Nos conseils pour maximiser vos chances d’indemnisation
Face à cette complexification, voici nos recommandations pour mettre toutes les chances de votre côté.
Agissez rapidement. Si vous avez un litige en cours, tentez de lancer la procédure de médiation avant le 7 février. Vous éviterez ainsi les nouvelles contraintes d’assignation.
Documentez tout. Conservez vos billets, vos cartes d’embarquement, les mails échangés avec la compagnie, des captures d’écran des tableaux d’affichage montrant le retard.
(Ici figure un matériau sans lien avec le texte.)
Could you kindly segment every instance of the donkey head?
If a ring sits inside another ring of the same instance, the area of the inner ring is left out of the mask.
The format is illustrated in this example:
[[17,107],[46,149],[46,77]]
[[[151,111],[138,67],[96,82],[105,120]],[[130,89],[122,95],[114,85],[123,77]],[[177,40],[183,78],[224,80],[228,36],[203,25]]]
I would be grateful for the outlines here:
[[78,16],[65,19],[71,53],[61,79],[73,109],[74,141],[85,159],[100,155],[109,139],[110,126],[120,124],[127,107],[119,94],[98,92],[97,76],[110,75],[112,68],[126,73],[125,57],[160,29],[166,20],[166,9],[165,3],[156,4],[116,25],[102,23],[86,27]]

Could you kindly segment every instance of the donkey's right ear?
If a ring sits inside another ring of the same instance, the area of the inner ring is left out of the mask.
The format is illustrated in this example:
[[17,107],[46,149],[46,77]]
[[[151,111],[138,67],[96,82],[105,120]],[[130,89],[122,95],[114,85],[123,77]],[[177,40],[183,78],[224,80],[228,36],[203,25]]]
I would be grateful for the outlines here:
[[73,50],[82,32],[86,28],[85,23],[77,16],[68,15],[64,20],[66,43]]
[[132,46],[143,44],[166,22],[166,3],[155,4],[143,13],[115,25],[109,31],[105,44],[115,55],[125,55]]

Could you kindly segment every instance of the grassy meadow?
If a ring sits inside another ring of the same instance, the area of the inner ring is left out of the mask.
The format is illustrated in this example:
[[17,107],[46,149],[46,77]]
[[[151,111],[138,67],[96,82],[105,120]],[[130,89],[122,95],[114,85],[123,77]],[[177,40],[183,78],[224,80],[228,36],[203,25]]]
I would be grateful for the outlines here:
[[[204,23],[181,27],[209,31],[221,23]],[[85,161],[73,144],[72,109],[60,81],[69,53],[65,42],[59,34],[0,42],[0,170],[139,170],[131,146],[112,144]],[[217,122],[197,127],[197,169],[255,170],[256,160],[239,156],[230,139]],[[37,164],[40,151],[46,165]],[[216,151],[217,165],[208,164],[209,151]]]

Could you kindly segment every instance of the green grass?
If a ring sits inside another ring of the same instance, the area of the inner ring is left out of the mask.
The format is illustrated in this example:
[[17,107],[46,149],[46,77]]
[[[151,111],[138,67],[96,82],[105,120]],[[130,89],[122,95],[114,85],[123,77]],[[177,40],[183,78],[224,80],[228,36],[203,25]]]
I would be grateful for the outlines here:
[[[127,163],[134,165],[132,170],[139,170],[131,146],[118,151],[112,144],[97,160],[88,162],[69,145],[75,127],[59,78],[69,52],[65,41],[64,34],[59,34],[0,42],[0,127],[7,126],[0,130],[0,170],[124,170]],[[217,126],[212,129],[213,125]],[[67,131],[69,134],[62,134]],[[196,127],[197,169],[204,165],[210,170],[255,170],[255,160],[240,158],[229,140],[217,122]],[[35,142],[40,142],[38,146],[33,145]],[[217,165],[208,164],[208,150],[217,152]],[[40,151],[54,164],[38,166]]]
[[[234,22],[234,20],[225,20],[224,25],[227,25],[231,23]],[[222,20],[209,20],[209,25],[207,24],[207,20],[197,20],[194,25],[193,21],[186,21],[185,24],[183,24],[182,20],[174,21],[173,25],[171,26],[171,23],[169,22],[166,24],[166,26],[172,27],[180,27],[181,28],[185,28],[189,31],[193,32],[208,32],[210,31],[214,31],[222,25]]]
Plus vous avez de preuves, plus votre dossier sera solide auprès du médiateur.
Privilégiez la réclamation écrite. Un mail avec accusé de réception ou un recommandé à l’adresse du service client de la compagnie. Les réclamations orales ou via les réseaux sociaux ne comptent pas officiellement.
N’attendez pas trop. Vous disposez de 5 ans pour réclamer une indemnisation (délai de prescription du Code civil). Mais plus vous attendez, plus il sera difficile de rassembler les preuves.
Faites confiance à la médiation. Avec plus de 90 % de succès, le passage par le MTV suffit dans l’immense majorité des cas. Le tribunal devient rarement nécessaire, ce qui vous évite les frais de commissaire de justice.
Pourquoi ce décret fait polémique
Sur le papier, l’objectif du gouvernement est louable : désengorger les tribunaux submergés par les actions collectives contre les compagnies aériennes. Ces dernières années, des sociétés spécialisées ont multiplié les recours groupés, saturant certaines juridictions.
Mais les associations de consommateurs voient les choses différemment. L’APRA (Association pour les droits des passagers aériens) a qualifié ce décret de “dangereux retour en arrière pour la protection des passagers”, dénonçant “une remise en cause de vingt ans de progrès”, selon Air Journal. L’Union syndicale des magistrats s’est également inquiétée des effets de cette médiation obligatoire.
Pour ces organisations, cette réforme complexifie l’accès au droit et risque de décourager les passagers de réclamer, surtout pour les petites indemnisations de 250 euros. Qui voudra payer 200 euros de frais de commissaire de justice pour espérer en récupérer 250 ?
Ironie de l’histoire : les compagnies aériennes elles-mêmes ne sont pas satisfaites. La FNAM (Fédération nationale de l’aviation et de ses métiers), qui représente notamment Air France, a qualifié cette réforme d'”inefficace et coûteuse”.
Au final, qui sort gagnant de cette réforme ? Ce qui est certain, c’est que les voyageurs devront s’armer de patience et bien connaître leurs droits. Et ça tombe bien : maintenant, vous savez exactement comment faire.